The collection gives a unique insight into the lives of everyday people and contains a large amount of domestic material - most of which is from Durham City itself and the local area. Archaeologists have found most of the material during building development or research excavations.  

Of particular importance is the material recovered during excavations conducted in Saddler Street and Back Silver Street during the 1970s. This includes substantial amounts of 11th – 15th century leatherwork, including shoes and leather sheaths, early textiles, bone, wood, and pottery. There is also material from significant religious sites including Durham Cathedral itself and the Priors house at Beaurepaire, which includes everything from European dishes to ceramic urinals.  

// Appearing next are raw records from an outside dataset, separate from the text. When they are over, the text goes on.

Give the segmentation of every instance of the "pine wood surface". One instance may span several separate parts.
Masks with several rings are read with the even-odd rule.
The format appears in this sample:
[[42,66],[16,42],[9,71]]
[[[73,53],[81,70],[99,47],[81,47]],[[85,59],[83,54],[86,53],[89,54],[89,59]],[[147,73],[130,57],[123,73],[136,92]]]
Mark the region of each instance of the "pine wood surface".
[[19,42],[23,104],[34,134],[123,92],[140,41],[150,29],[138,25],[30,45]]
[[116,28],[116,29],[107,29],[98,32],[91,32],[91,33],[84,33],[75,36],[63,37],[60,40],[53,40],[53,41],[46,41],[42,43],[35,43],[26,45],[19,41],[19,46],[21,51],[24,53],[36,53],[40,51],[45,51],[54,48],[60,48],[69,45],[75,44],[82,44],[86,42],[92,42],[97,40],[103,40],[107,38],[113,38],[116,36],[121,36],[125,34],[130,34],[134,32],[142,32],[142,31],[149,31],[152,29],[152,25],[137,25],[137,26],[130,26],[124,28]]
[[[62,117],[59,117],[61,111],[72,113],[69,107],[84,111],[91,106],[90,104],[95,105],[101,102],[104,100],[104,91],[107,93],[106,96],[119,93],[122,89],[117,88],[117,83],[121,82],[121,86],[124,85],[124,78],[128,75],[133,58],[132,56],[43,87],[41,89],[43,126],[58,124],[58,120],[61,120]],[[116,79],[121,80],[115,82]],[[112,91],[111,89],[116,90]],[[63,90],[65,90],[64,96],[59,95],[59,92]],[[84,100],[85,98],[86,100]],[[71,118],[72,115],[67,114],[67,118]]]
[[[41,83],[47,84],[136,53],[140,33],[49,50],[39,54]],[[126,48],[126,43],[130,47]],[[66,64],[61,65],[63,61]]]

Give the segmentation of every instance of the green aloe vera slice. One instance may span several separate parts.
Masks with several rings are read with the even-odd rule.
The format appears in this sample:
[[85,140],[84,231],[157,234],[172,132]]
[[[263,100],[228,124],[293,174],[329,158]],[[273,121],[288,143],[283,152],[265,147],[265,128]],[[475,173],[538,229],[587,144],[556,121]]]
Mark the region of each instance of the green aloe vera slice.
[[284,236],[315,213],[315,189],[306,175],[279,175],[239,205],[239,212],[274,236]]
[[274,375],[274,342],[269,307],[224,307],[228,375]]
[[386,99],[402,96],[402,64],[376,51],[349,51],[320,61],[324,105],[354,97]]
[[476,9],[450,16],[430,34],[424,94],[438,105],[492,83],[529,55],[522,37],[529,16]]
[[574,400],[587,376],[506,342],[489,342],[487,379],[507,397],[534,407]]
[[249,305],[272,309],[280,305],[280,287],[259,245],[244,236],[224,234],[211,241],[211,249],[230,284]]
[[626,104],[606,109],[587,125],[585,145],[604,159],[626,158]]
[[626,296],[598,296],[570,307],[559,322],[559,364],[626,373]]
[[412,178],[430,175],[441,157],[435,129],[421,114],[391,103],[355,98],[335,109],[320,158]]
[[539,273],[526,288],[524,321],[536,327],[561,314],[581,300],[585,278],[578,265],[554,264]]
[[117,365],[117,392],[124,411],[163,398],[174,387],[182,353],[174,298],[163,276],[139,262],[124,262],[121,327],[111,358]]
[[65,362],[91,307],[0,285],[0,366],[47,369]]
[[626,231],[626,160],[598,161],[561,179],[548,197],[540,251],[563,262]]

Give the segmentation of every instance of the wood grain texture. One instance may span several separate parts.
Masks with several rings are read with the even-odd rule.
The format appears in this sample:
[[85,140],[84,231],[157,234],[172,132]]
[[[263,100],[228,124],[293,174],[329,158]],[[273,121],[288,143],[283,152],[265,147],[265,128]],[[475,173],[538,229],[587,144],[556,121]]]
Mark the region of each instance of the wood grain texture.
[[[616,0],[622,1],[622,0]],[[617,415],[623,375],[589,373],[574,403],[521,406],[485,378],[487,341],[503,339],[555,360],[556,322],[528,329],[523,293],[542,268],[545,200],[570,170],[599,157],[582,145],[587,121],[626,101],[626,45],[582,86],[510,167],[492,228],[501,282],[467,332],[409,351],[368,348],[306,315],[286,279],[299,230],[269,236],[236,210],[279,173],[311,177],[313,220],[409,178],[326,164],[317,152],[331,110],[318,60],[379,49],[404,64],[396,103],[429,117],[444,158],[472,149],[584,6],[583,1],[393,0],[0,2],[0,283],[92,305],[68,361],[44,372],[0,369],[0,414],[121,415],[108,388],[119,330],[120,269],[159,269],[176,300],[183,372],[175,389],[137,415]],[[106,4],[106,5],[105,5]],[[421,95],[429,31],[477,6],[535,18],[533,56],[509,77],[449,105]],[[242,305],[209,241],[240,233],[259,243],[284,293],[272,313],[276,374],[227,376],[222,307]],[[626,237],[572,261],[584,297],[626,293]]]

The collection covers all aspects of medieval society, from objects excavated within Durham Castle itself, the seat of power of the Prince Bishops, to those excavated from Leazes Bowl and various sites in Claypath just outside the Medieval City walls, which illustrate local trade and crafting industries in Durham.  

A large metal cauldron, with 3 legs and two handles and round body sitting in front of a graduated background.

A large Medieval cauldron found in Durham City, dating to the 14th century. 

A piece of sandstone dating to the 12th century with carved decoration, including a face at the centre and scrolls on either side.

A fragment of a pillar from Durham Castle, dating to the 12th century.